But this role-melding trend isn’t limited to the one- or
two-person shop. The second force that Pink cites is the need for ever-shorter
lead times in a world of permanent whitewater, which is requiring even large, established
companies to demand what Pink calls elasticity
– or a breadth of skills – of its employees. Companies can no longer afford the
delay in responding to external circumstances - market conditions, competitors’ actions, customer
expectations - that can result from highly segmented role definitions. And as
Pink notes:
“When organizations were highly
segmented, roles tended to be fixed. If you were an accountant, you did
accounting. You didn’t have to worry about much outside your domain because
other people specialized in those areas. The same was true when business conditions
were stable and predictable. You knew at the beginning of a given quarter, or
even a given year, about how much and what kind of accounting you’d need to do.
However, in the last decade, the circumstances that gave rise to fixed skills
have disappeared…. What an individual does day to day on the job now must
stretch across functional boundaries. Designers
analyze. Analysts design. Marketers create. Creators market.” [emphasis
added]
Or, leaping off my earlier characterization:
Thinkers plan. Planners work. Workers think.
And to add Pink’s conclusion from his observation about “non-sales
selling”:
Everybody sells!
REFLECTIONS FOR THE YES! LEADER
Immediately the question comes to mind: Does this trend
toward all-roles-in-one-person run against the grain of another trend I’ve
frequently discussed in this blog – the notion that people should play to their
strengths? Certainly, some people who find themselves expected to play these multiple
roles will discover that they’re just not very good at some of them. If they
try to follow the strengths-based approach and only do those things they are good at, will the trends that Pink
cites make that option tougher to employ?
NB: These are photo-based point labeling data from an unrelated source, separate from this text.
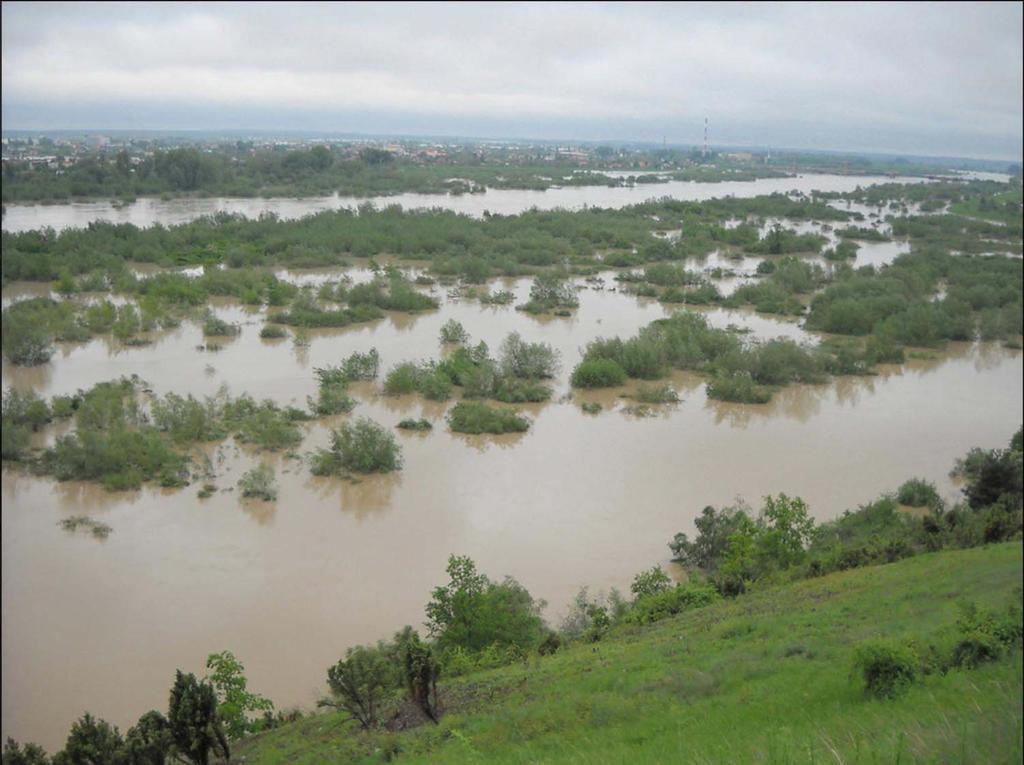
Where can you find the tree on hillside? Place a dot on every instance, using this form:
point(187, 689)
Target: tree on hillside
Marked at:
point(195, 725)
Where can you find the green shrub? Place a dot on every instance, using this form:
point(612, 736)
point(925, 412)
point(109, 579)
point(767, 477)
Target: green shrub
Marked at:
point(660, 604)
point(272, 332)
point(402, 379)
point(454, 333)
point(919, 493)
point(434, 384)
point(259, 482)
point(887, 667)
point(476, 417)
point(656, 394)
point(737, 387)
point(360, 447)
point(361, 366)
point(473, 612)
point(652, 582)
point(598, 373)
point(527, 360)
point(215, 327)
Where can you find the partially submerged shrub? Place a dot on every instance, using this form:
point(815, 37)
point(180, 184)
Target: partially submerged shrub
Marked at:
point(598, 373)
point(476, 417)
point(96, 527)
point(656, 394)
point(361, 366)
point(360, 447)
point(272, 332)
point(454, 333)
point(918, 493)
point(527, 360)
point(259, 482)
point(216, 327)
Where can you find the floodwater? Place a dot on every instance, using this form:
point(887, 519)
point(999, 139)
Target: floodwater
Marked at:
point(101, 625)
point(148, 211)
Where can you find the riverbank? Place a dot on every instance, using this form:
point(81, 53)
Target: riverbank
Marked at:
point(764, 678)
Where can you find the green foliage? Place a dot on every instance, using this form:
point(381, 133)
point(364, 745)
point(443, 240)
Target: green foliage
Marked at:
point(715, 527)
point(548, 294)
point(97, 528)
point(91, 741)
point(598, 373)
point(454, 333)
point(148, 740)
point(473, 612)
point(421, 672)
point(30, 754)
point(986, 634)
point(649, 583)
point(333, 397)
point(236, 703)
point(272, 332)
point(918, 493)
point(27, 341)
point(359, 447)
point(361, 366)
point(402, 379)
point(195, 724)
point(664, 393)
point(359, 682)
point(668, 602)
point(476, 417)
point(24, 413)
point(887, 667)
point(526, 360)
point(215, 327)
point(259, 482)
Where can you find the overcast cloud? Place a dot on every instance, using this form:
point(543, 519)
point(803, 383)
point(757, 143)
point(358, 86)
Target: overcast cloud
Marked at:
point(942, 79)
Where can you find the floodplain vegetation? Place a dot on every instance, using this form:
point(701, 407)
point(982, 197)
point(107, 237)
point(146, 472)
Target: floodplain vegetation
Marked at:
point(881, 636)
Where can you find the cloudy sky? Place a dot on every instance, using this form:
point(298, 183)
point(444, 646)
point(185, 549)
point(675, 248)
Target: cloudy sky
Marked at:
point(927, 79)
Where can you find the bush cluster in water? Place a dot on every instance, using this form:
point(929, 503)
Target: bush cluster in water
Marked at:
point(515, 377)
point(359, 447)
point(477, 417)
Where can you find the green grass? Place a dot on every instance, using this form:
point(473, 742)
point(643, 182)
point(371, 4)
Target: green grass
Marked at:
point(765, 678)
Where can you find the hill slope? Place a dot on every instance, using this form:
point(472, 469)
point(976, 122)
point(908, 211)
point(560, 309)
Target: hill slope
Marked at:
point(762, 678)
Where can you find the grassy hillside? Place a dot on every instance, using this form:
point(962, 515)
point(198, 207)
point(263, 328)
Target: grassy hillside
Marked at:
point(766, 677)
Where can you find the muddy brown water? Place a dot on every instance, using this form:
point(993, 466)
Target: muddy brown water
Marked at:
point(148, 211)
point(101, 625)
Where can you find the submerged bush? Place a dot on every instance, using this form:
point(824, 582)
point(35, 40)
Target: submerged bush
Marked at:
point(476, 417)
point(215, 327)
point(360, 447)
point(598, 373)
point(272, 332)
point(259, 482)
point(527, 360)
point(454, 333)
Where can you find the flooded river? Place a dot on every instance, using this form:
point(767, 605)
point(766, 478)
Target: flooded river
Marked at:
point(101, 625)
point(148, 211)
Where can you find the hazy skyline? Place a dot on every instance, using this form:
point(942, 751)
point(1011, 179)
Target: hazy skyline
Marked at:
point(938, 79)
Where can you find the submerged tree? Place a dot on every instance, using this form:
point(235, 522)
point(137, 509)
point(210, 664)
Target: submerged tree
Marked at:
point(195, 724)
point(359, 682)
point(421, 672)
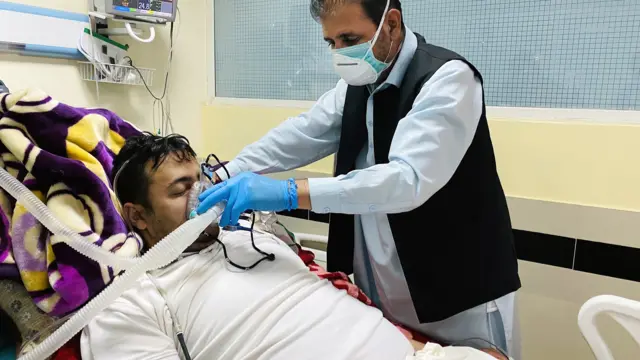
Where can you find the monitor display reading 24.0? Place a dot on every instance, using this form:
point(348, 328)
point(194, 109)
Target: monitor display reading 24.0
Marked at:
point(163, 8)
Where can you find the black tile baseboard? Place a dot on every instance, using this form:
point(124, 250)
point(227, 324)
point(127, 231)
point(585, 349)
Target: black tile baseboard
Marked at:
point(598, 258)
point(608, 259)
point(544, 249)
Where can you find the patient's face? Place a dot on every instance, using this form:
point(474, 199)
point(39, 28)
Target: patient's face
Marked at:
point(169, 187)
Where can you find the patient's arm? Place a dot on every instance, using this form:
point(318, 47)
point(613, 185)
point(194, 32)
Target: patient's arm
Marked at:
point(132, 328)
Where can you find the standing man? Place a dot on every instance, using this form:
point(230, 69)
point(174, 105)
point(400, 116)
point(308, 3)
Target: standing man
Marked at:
point(418, 211)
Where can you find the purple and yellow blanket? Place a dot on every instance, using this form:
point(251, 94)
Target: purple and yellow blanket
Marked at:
point(64, 156)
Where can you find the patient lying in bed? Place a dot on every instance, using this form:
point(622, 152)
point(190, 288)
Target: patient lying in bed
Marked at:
point(277, 310)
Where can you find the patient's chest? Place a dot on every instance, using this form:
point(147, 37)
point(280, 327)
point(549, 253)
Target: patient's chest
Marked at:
point(277, 310)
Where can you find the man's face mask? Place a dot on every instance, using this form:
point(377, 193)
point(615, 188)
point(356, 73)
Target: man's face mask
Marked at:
point(357, 65)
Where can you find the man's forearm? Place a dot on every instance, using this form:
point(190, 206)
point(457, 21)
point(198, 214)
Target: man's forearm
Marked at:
point(304, 198)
These are questions I’ll return to at a later time. One
thing I do suspect, though, is that there is such a thing as “foundational
skills” that every person, no matter his or her role, must be able to play at some level if he or she hopes to achieve
anything in the world. And the ability to “move” people – to influence,
instruct, engage, etc. - to at least some
degree is probably one of those foundational skills. Very few of us could
afford to (or I imagine would want to) sit in an ivory tower thinking great
thoughts that never filter down to others (even a few) in a way that might
change their behavior (even a little). As I continue to read Pink’s book, I’ll
be eager to see how he addresses this strain of resistance I’m sure many people
have to the idea of being in sales (even the non-selling kind).